Temblor
De pequeños, en el cine, mi hermana y yo no queríamos que aquello se acabara, porque el final de la película era la vuelta a la realidad, a los rostros y paisajes conocidos. El teatro era distinto. Muy distinto. Una sensación que entonces no acertaba a precisar, y que hoy definiría como irrealidad nítida, con la mezcla de inquietud y deslumbramiento de los sueños oscuros y diáfanos. Mejor: como un sueño pero mucho más verdadero que un sueño.
Suele decirse que el teatro refleja la vida, la realidad. No para mí. Los decorados eran falsos y se movían con el viento, pero los actores eran humanos, cercanos, cosa que no sucedía en el cine. En cualquier momento podían clavarte los ojos, extender la mano y arrastrarte hasta el escenario. Ese fue un sueño recurrente. Estoy en un salón y de repente percibo que es un escenario, que abajo, en la oscuridad, está el público, amenazador, silencioso, escrutante. Quizás Cortázar partió de un temblor semejante para escribir Instrucciones para John Howell, donde un hombre se ve conducido a tomar parte en una ficción cuyas normas desconoce y ha de ir improvisando: empujado, pues, a la vida, a una extraña forma de vida.

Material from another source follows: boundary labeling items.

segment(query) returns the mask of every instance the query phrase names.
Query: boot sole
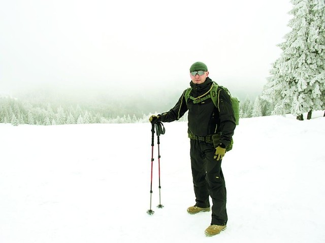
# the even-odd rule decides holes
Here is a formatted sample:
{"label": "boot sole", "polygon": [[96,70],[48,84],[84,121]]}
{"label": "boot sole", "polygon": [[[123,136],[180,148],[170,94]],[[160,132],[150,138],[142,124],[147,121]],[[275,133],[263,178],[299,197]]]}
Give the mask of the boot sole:
{"label": "boot sole", "polygon": [[221,231],[223,231],[223,230],[225,230],[226,228],[227,228],[227,227],[226,227],[226,227],[225,227],[225,228],[224,228],[224,229],[221,229],[221,231],[220,231],[220,232],[219,232],[219,233],[218,233],[217,234],[209,234],[209,233],[207,233],[207,232],[205,232],[205,231],[204,231],[204,233],[205,234],[205,235],[206,235],[207,236],[209,236],[209,237],[213,236],[214,236],[214,235],[216,235],[217,234],[220,234],[220,233],[221,232]]}
{"label": "boot sole", "polygon": [[187,211],[187,213],[188,213],[189,214],[198,214],[199,213],[201,213],[201,212],[210,212],[210,211],[211,211],[211,210],[201,210],[201,211],[197,212],[196,213],[191,213],[190,212],[189,212],[188,211]]}

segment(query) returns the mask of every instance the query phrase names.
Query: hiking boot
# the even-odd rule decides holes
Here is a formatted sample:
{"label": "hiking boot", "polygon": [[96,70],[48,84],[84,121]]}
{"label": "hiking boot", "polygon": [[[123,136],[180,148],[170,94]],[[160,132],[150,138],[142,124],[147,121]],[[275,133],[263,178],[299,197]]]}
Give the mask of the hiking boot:
{"label": "hiking boot", "polygon": [[227,227],[226,225],[217,225],[212,224],[205,230],[204,233],[207,236],[212,236],[218,234],[222,230],[224,230]]}
{"label": "hiking boot", "polygon": [[197,206],[192,206],[187,209],[187,212],[191,214],[197,214],[200,212],[210,212],[210,207],[208,208],[200,208]]}

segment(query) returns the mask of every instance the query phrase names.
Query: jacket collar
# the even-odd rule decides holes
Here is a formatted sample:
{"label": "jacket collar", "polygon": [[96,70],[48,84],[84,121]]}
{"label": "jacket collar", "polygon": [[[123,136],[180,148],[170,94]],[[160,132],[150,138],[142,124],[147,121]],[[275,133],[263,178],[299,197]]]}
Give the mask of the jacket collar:
{"label": "jacket collar", "polygon": [[192,81],[189,83],[194,94],[200,95],[208,91],[212,85],[212,80],[207,77],[205,81],[202,84],[194,84]]}

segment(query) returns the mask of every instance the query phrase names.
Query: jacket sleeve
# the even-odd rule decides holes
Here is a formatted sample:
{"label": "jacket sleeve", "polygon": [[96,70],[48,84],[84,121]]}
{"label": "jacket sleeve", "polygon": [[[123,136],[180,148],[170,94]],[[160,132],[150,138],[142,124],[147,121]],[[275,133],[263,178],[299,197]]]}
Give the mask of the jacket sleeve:
{"label": "jacket sleeve", "polygon": [[218,108],[221,131],[220,142],[227,146],[234,135],[236,120],[230,96],[221,88],[218,92]]}
{"label": "jacket sleeve", "polygon": [[169,111],[164,112],[159,115],[160,116],[160,120],[162,122],[170,123],[179,119],[187,111],[187,106],[185,100],[185,92],[184,91],[182,96],[173,108]]}

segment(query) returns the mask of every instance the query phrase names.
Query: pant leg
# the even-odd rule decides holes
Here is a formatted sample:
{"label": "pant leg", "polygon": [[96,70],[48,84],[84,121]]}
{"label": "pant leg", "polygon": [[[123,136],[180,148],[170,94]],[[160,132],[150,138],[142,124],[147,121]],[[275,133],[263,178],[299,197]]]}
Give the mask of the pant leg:
{"label": "pant leg", "polygon": [[200,208],[210,207],[208,185],[206,180],[204,154],[201,151],[200,142],[190,139],[191,167],[193,177],[196,206]]}
{"label": "pant leg", "polygon": [[221,160],[213,157],[215,149],[213,144],[201,143],[201,150],[204,154],[206,180],[209,194],[212,199],[211,224],[224,225],[228,220],[226,204],[226,190],[222,170]]}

En la adolescencia también me intrigó Un sueño realizado, de Onetti. Una mujer adinerada quiere que una compañía de teatro monte un sueño que ha tenido, un sueño sin argumento, salvo que ella se duerme al final, en mitad de una calle, y dice que cuando dormía y soñaba eso era feliz y quiere volver a serlo, a ser parte del sueño sin público, solo ella y los actores necesarios. Sube a escena, el sueño se representa, ella se gira de costado como un peluche sin pilas, y cuando termina la breve función está dormida para siempre. Cortázar y Onetti, pienso ahora, podían haber elegido el cine para sus metáforas de la vida y el deseo: eligieron el teatro.
Cada noche de teatro vuelve aquel temblor primero, siempre en el mismo momento, el breve tránsito entre las luces que se apagan y la luz de otra realidad que comienza. Sobre todo antes, cuando aún se descorría el telón, marcando la entrada en el otro lado. Ha habido muchos arrastres. Elijo tres: la noche en que Brook me instaló en el reino lejanísimo y presente de El Mahabharata; cuando las criaturas de Pirandello en La función por hacer de Del Arco pugnaron por seguir viviendo con nosotros; cuando alcé los ojos de la arena azul de El Público montado por Pasqual, y era el Gran Teatro Natural de Oklahoma (los ojos de Lorca y los ojos de Kafka: tizones), o como el teatrito abandonado de Treplev, en el mismo desierto, batido por el viento, invicto.